Recent development of probes for radiotheranostics

In Vivo Stability Improvement of Astatobenzene Derivatives by Introducing Neighboring Substituents

211At is a promising radiohalogen for targeted α therapy. However, some astatinated compounds undergo deastatination in vivo, leading to unintended astatine accumulation in nontarget tissues. Recently, a group reported that the in vivo stability of an astato group on an alkyl group could be improved by placing specific substituents around the astato group. We hypothesized that such an approach could be applied to improve the stability of an astato group on aromatic groups. We designed and synthesized astatobenzene derivatives with neighboring substituents with different physical properties. In vitro and in vivo stabilities of these derivatives were evaluated by comparing with corresponding radioiodinated analogues. Notably, a derivative with two ortho dimethylcarbamoyl substituents significantly improved the stability of the astato group. This study supports the notion that strategic structural modification of substituents adjacent to an astato group can enhance its in vivo stability, potentially leading to the development of effective 211At-labeled radiopharmaceuticals.

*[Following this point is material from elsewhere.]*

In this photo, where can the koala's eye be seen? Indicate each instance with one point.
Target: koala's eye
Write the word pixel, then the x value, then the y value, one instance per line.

Optimizing the pharmacokinetics of an 211At-labeled RGD peptide with an albumin-binding moiety via the administration of an albumin-binding inhibitor

PURPOSE

A probe for targeted alpha therapy (TAT) using the RGD peptide (Ga-DOTA-K([211At]APBA)-c(RGDfK) ([211At]1)) with albumin-binding moiety (ABM) was recently developed. [211At]1 highly accumulated in tumors and significantly inhibited tumor growth in U-87 MG tumor-bearing mice. However, high [211At]1 retention in blood may cause critical adverse events, such as hematotoxicity. Therefore, we attempted to accelerate the blood clearance of [211At]1 by competitively inhibiting the binding of [211At]1 to albumin to modulate the pharmacokinetics of the former.

METHODS

To evaluate the effects of albumin-binding inhibitors in normal mice, sodium 4-(4-iodophenyl)butanoate at 2, 5, or 10 molar equivalents of blood albumin was administered at 1-h postinjection of [211At]1. The biodistribution of [211At]1, SPECT/CT imaging of [67Ga]Ga-DOTA-K(IPBA)-c(RGDfK) ([67Ga]2), and the therapeutic effects of [211At]1 were compared with or without IPBA administration in U-87 MG tumor-bearing mice.

RESULTS

Blood radioactivity of [211At]1 was decreased in a dose-dependent manner with IPBA in normal mice. In U-87 MG tumor-bearing mice, the blood radioactivity and accumulation in nontarget tissues of [211At]1 were decreased by IPBA. Meanwhile, tumor [211At]1 accumulation was not changed at 3-h postinjection of IPBA. In SPECT/CT imaging of [67Ga]2, IPBA administration dramatically decreased radioactivity in nontarget tissues, and only tumor tissue was visualized. In therapeutic experiments, [211At]1 with IPBA injected-group significantly inhibited tumor growth compared to the control group.

CONCLUSION

IPBA administration (as an albumin-binding inhibitor) could modulate the pharmacokinetics and enhance the therapeutic effects of [211At]1.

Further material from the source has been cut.